Three 45g ice cubes at 0 degrees Celsius are dropped into 5.00x10^2 mL of tea to make ice tea. The tea was initially at 20.0 degrees Celsius; when thermal equilibrium was reached, the final temperature was 0 degrees Celsius. How much of the ice melted and how much remained floating in the beverage? Assume the specific heat capacity of tea is the same as that of pure water.
Please show work. Thanks a lot!
2007-10-11 15:04:09 · 1 answers · asked by Anonymous in Science & Mathematics ➔ Chemistry
We need some more data to solve this problem.
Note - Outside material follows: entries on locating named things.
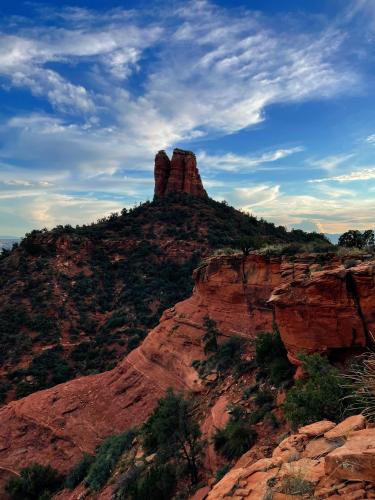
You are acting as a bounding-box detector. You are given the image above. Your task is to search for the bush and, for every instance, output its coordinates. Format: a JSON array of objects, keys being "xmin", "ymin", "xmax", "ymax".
[
  {"xmin": 213, "ymin": 418, "xmax": 257, "ymax": 460},
  {"xmin": 284, "ymin": 353, "xmax": 348, "ymax": 428},
  {"xmin": 128, "ymin": 464, "xmax": 177, "ymax": 500},
  {"xmin": 255, "ymin": 330, "xmax": 294, "ymax": 387},
  {"xmin": 6, "ymin": 464, "xmax": 63, "ymax": 500},
  {"xmin": 344, "ymin": 352, "xmax": 375, "ymax": 422},
  {"xmin": 142, "ymin": 389, "xmax": 202, "ymax": 483},
  {"xmin": 65, "ymin": 453, "xmax": 95, "ymax": 490},
  {"xmin": 215, "ymin": 337, "xmax": 246, "ymax": 372},
  {"xmin": 85, "ymin": 430, "xmax": 135, "ymax": 491},
  {"xmin": 281, "ymin": 473, "xmax": 314, "ymax": 498}
]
Enthalpy of fusion (symbol: ΔHfus), also known as the heat of fusion or specific melting heat, of water, is 79.72cal/g.
Specific heat capacity of pure water: 1cal/g·C.
Density of water: 1g/mL
OK. That is enough. The rest is algebra.
Let X grams of ice to melt to cool the tea to oC.
(X g)*79.72cal/g = (5.00x10^2 mL)*(1g/mL)*(1cal/g·C)*(20C)
X = 125(g)
So ice melted: 125g
ice left: 3x45 - 125 = 10g
2007-10-13 07:34:34 · answer #1 · answered by Hahaha 7 · 1⤊ 0⤋